Do Not Love The World Pt.4
Scripture: 1 John 2:15-17
According to verse 15 in our text, if your love for God is cool this morning it’s because love for the world has begun to take over your heart and choke your love for God. The love of the world and the love of the Father cannot coexist. And every heart loves something. The very essence of our nature is desire. There is nobody in this room who doesn’t want something. At the center of our heart is a spring of longing. But that’s an awkward image isn’t it? A longing is a craving, a desire, a want, a need. But these aren’t very well described as a spring. A spring of needs is a contradiction in terms. Springs bubble up; needs suck in. A longing is more like a drain—or a vacuum. At the center of our heart is a sucking drain—like at the bottom of a swimming pool. We are endlessly thirsty. But we can’t suck water and air at the same time.

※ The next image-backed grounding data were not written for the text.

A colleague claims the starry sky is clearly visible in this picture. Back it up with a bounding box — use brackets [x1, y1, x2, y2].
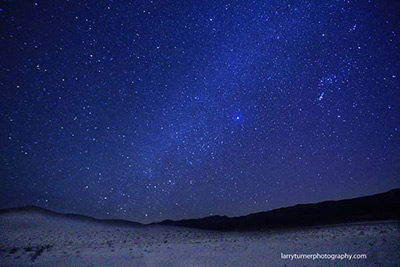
[1, 0, 399, 223]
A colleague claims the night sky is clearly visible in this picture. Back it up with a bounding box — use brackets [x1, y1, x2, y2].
[1, 0, 399, 223]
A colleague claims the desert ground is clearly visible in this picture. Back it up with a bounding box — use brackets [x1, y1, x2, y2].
[0, 210, 399, 266]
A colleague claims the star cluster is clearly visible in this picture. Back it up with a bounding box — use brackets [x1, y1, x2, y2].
[1, 0, 399, 223]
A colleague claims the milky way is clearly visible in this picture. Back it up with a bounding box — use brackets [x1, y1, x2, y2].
[1, 0, 399, 223]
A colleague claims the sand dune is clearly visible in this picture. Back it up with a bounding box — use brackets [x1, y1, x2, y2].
[1, 209, 399, 266]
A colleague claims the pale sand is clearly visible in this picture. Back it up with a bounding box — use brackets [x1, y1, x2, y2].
[1, 211, 399, 266]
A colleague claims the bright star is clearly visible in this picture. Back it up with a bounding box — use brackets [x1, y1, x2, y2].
[234, 113, 243, 122]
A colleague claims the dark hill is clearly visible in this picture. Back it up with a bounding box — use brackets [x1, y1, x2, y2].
[2, 188, 399, 230]
[158, 188, 400, 230]
[0, 205, 143, 227]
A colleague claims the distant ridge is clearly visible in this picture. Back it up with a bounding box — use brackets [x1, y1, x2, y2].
[1, 188, 399, 230]
[158, 188, 400, 230]
[0, 205, 143, 227]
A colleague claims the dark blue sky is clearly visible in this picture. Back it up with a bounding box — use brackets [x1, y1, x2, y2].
[1, 0, 399, 223]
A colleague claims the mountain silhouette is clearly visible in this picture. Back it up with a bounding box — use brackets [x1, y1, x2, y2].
[1, 188, 399, 230]
[158, 188, 400, 230]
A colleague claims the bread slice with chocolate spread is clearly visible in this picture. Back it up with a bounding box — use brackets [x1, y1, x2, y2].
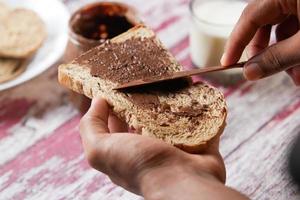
[58, 25, 227, 153]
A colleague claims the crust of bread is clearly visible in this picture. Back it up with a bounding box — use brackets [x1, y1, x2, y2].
[58, 25, 227, 153]
[174, 120, 226, 153]
[0, 58, 27, 83]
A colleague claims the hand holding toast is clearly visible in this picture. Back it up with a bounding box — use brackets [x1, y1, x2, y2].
[222, 0, 300, 85]
[79, 98, 249, 200]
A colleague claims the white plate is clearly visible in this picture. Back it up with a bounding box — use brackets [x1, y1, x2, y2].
[0, 0, 69, 91]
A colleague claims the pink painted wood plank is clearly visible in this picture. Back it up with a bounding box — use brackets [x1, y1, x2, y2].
[0, 99, 34, 139]
[170, 36, 189, 56]
[154, 15, 181, 32]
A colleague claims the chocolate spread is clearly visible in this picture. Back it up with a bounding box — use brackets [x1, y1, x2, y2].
[70, 2, 135, 42]
[87, 37, 173, 84]
[75, 37, 206, 119]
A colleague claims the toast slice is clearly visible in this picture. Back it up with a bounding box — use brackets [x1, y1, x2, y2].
[58, 25, 227, 153]
[0, 8, 46, 58]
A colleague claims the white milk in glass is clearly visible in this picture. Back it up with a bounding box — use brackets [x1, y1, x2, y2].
[190, 0, 247, 74]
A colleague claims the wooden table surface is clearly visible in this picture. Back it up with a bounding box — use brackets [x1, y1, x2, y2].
[1, 0, 300, 199]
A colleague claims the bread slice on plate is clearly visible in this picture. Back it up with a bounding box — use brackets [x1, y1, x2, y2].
[0, 8, 46, 58]
[58, 25, 227, 153]
[0, 58, 27, 83]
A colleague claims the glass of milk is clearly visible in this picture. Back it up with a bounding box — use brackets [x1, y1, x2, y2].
[189, 0, 247, 72]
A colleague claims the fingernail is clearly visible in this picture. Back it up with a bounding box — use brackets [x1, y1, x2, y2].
[245, 46, 257, 59]
[244, 63, 264, 80]
[292, 67, 300, 86]
[245, 47, 254, 60]
[245, 48, 250, 59]
[220, 53, 227, 66]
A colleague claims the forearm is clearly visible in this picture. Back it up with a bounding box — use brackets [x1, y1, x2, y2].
[139, 166, 249, 200]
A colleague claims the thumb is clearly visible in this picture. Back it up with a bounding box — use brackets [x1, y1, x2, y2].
[244, 32, 300, 80]
[82, 97, 110, 134]
[79, 98, 110, 162]
[79, 98, 112, 173]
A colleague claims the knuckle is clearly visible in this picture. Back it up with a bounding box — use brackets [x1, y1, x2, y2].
[240, 6, 251, 21]
[261, 45, 284, 74]
[79, 115, 89, 132]
[193, 156, 225, 183]
[241, 2, 257, 23]
[241, 1, 253, 15]
[82, 136, 110, 172]
[206, 157, 226, 183]
[86, 147, 100, 169]
[86, 137, 112, 171]
[242, 3, 252, 17]
[278, 0, 296, 14]
[134, 145, 179, 174]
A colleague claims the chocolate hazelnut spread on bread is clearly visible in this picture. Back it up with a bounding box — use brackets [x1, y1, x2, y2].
[74, 37, 204, 117]
[78, 37, 173, 84]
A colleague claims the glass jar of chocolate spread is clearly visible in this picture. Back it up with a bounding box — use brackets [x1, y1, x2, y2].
[64, 2, 141, 62]
[64, 2, 141, 113]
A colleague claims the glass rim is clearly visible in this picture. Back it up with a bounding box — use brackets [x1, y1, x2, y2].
[189, 0, 244, 27]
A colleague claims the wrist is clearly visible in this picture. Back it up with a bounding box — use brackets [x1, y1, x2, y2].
[138, 164, 222, 200]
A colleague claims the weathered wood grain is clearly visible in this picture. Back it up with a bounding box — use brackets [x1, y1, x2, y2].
[222, 74, 300, 157]
[226, 100, 300, 199]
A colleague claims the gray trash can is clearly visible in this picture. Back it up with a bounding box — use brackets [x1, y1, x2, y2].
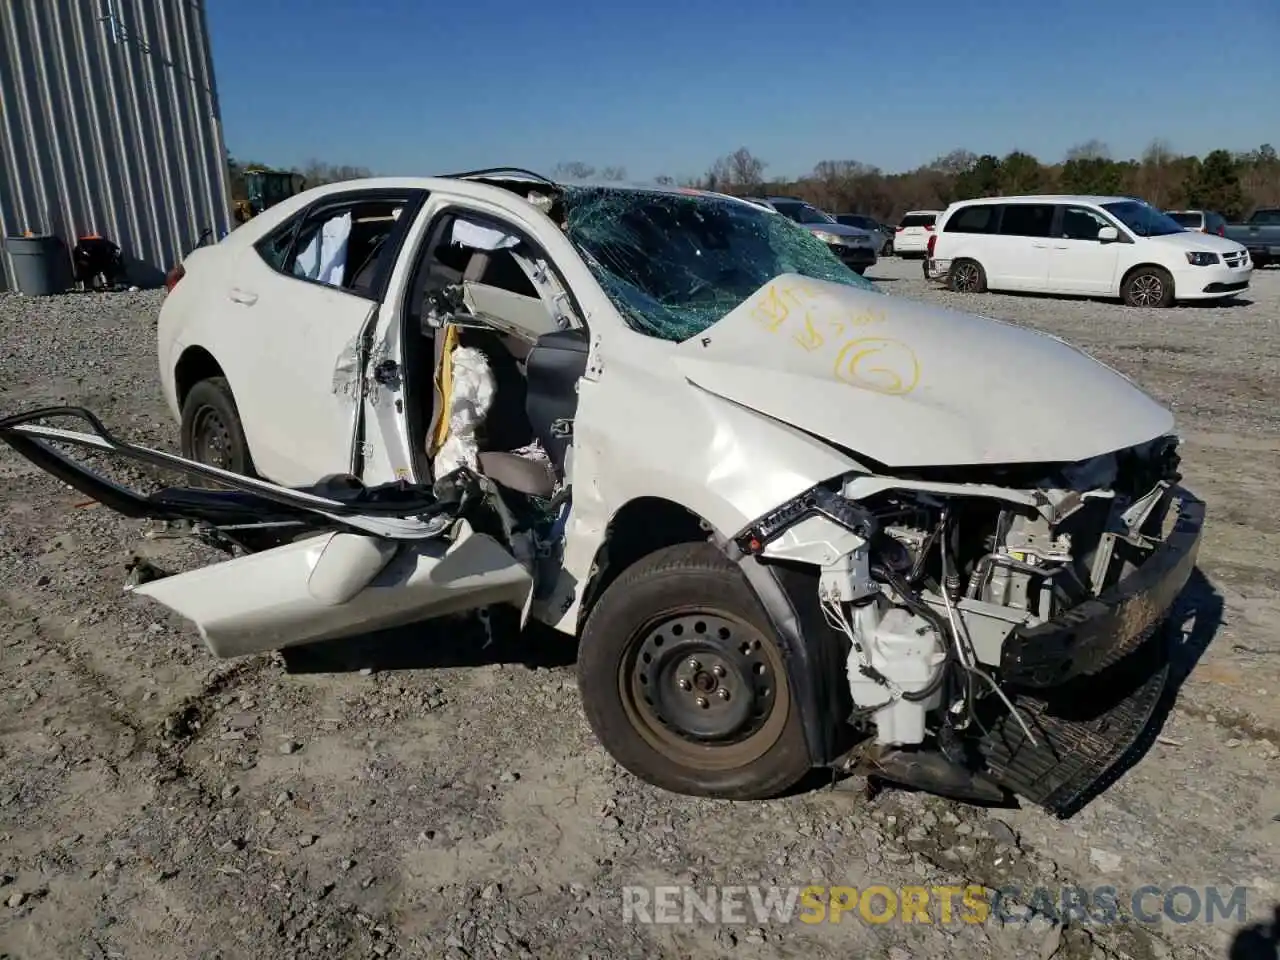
[4, 234, 68, 296]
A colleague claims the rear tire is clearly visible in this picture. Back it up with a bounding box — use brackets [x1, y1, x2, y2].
[948, 258, 987, 293]
[1122, 266, 1175, 308]
[576, 542, 812, 800]
[180, 376, 256, 476]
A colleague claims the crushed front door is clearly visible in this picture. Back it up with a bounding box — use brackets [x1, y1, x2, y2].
[0, 409, 534, 659]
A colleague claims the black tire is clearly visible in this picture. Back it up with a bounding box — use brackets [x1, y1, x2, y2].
[948, 258, 987, 293]
[1122, 266, 1175, 308]
[179, 376, 256, 476]
[853, 265, 867, 275]
[576, 542, 811, 800]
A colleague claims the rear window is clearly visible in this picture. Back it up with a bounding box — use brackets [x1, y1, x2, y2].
[943, 205, 998, 233]
[1167, 212, 1202, 228]
[900, 213, 936, 228]
[998, 204, 1055, 238]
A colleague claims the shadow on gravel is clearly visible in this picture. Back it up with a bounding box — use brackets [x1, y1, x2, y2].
[1047, 567, 1225, 817]
[279, 612, 578, 675]
[1229, 903, 1280, 960]
[952, 289, 1255, 309]
[1191, 296, 1255, 309]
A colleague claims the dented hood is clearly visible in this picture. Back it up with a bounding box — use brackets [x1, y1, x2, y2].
[672, 275, 1174, 468]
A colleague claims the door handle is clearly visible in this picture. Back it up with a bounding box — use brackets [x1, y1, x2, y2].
[1032, 243, 1049, 249]
[1052, 245, 1069, 250]
[228, 287, 258, 305]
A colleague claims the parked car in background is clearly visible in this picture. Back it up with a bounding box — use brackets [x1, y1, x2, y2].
[893, 210, 941, 258]
[742, 196, 878, 273]
[925, 195, 1252, 307]
[1223, 208, 1280, 268]
[1164, 209, 1228, 237]
[834, 214, 894, 255]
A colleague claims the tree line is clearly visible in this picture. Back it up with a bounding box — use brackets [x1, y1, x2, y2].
[562, 141, 1280, 223]
[227, 141, 1280, 225]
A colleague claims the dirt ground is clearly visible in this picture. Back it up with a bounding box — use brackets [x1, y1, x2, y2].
[0, 258, 1277, 960]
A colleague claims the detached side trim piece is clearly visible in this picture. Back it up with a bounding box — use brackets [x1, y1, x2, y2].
[1001, 489, 1205, 688]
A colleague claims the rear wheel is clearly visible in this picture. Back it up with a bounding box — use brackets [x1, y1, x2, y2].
[1122, 266, 1175, 308]
[576, 542, 811, 800]
[948, 258, 987, 293]
[180, 376, 255, 476]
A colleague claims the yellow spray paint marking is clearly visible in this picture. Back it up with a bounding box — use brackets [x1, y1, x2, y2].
[750, 283, 920, 395]
[832, 337, 920, 395]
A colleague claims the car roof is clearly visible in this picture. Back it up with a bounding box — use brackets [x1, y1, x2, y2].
[949, 194, 1142, 207]
[222, 170, 765, 245]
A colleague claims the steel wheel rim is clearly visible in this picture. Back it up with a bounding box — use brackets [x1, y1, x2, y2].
[191, 406, 234, 471]
[618, 608, 789, 771]
[952, 263, 980, 292]
[1130, 274, 1164, 306]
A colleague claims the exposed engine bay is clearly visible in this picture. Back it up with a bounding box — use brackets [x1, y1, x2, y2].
[734, 433, 1202, 815]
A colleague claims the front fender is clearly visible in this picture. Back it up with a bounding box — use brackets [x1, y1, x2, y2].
[734, 551, 853, 766]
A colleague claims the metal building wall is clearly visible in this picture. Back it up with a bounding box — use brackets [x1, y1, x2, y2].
[0, 0, 232, 291]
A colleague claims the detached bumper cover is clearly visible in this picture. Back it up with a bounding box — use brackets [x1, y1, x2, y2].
[1000, 488, 1205, 689]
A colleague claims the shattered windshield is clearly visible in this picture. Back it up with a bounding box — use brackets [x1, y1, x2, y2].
[560, 186, 880, 342]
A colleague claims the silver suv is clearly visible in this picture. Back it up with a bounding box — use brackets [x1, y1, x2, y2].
[743, 196, 879, 274]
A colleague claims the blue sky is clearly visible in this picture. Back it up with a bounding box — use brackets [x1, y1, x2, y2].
[206, 0, 1279, 182]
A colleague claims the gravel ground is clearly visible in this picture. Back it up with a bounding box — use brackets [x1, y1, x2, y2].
[1, 259, 1277, 960]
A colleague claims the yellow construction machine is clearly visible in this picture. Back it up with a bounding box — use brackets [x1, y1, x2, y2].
[233, 166, 307, 224]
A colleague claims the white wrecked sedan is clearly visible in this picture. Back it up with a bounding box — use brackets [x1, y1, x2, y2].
[0, 170, 1204, 815]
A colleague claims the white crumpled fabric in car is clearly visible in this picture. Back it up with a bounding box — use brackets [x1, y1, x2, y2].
[432, 346, 495, 478]
[294, 211, 351, 286]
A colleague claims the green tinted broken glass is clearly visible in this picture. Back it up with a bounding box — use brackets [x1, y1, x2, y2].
[560, 186, 881, 342]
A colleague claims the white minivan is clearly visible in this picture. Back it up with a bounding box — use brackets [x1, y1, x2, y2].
[925, 195, 1252, 307]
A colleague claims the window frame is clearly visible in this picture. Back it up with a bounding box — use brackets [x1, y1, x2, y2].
[899, 212, 938, 229]
[995, 202, 1057, 239]
[942, 203, 1002, 235]
[251, 187, 429, 302]
[1057, 204, 1116, 242]
[403, 203, 588, 337]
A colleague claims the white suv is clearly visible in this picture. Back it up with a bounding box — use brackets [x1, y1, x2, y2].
[926, 195, 1252, 307]
[892, 210, 940, 257]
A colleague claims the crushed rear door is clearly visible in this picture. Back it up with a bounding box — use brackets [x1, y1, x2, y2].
[0, 407, 533, 658]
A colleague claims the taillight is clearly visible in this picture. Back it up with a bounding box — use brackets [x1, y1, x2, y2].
[1217, 225, 1225, 237]
[925, 223, 935, 231]
[895, 225, 905, 232]
[927, 234, 937, 257]
[164, 262, 185, 293]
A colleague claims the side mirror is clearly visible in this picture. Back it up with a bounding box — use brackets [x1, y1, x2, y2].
[1097, 226, 1119, 243]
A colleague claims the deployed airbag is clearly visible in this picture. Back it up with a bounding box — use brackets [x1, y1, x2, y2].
[433, 345, 496, 479]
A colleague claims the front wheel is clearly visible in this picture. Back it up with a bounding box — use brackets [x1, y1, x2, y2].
[1122, 267, 1175, 307]
[576, 542, 812, 800]
[180, 376, 256, 476]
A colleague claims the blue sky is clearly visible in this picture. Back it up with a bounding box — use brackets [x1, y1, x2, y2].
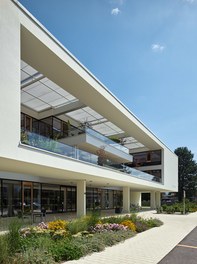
[19, 0, 197, 158]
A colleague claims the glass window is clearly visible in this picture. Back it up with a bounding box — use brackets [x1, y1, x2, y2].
[66, 187, 76, 211]
[86, 188, 101, 210]
[23, 182, 32, 213]
[33, 183, 41, 212]
[86, 188, 94, 209]
[2, 180, 22, 217]
[41, 184, 61, 213]
[131, 150, 161, 167]
[113, 190, 122, 208]
[60, 187, 66, 212]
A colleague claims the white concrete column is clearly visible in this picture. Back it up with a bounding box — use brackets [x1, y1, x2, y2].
[77, 180, 86, 217]
[130, 192, 141, 206]
[155, 191, 161, 208]
[123, 186, 130, 213]
[150, 191, 156, 209]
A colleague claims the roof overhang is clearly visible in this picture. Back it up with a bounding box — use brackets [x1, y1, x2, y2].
[18, 5, 166, 153]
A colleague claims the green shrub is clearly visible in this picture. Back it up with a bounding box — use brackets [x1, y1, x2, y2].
[7, 219, 22, 254]
[99, 230, 134, 246]
[101, 216, 122, 224]
[156, 206, 163, 214]
[162, 204, 167, 211]
[146, 218, 163, 228]
[73, 230, 134, 255]
[49, 238, 83, 262]
[165, 206, 175, 214]
[0, 234, 9, 263]
[86, 211, 100, 229]
[172, 203, 181, 212]
[12, 248, 55, 264]
[20, 234, 53, 252]
[77, 235, 106, 253]
[67, 217, 88, 235]
[135, 220, 149, 232]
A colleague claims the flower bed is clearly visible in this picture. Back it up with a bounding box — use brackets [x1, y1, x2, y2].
[0, 214, 163, 263]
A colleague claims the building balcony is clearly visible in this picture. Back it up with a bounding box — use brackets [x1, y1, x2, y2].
[59, 126, 132, 163]
[21, 130, 162, 184]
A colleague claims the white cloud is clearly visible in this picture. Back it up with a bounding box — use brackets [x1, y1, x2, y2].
[151, 44, 165, 52]
[111, 8, 121, 15]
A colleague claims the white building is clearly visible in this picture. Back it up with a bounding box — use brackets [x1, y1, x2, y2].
[0, 0, 178, 218]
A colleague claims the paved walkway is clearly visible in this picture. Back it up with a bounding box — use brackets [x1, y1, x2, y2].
[65, 211, 197, 264]
[158, 226, 197, 264]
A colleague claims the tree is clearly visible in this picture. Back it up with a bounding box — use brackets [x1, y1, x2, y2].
[174, 147, 197, 201]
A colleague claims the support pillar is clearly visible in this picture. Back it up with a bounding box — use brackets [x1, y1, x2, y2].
[130, 192, 141, 206]
[155, 191, 161, 208]
[77, 180, 86, 217]
[150, 191, 156, 209]
[123, 186, 130, 213]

If you try to satisfy your longing by sucking in the air of the world, you will not be able to drink the water of heaven. And eventually your motor will burn up because you were made to pump the water of God not the air of the world.
But now what is this “world” that we are not to love? Verse 16 says it is characterized by three things: “lust of the flesh, lust of the eyes, and the pride of life.” The word for “life” does not refer to the state of being alive but rather to the things in the world that make life possible. For example, in 3:17 it is translated “goods”—”Any one who has this world’s GOODS and sees his brother in need, yet closes his heart against him, how does God’s love abide in him?” Jesus uses the word in Mark 12:44 when he says that the poor widow in the temple “put in everything that she had, her whole LIVING.”
So the phrase “pride of life” means pride in what you possess—the things you have. Now we can see how the three descriptions of the world relate to each other. The first two—lust of the flesh and lust of the eyes—refer to desires for what we don’t have. And the third—the pride of life—refers to the pride in what we do have. The world is driven by these two things: passion for pleasure and pride in possessions.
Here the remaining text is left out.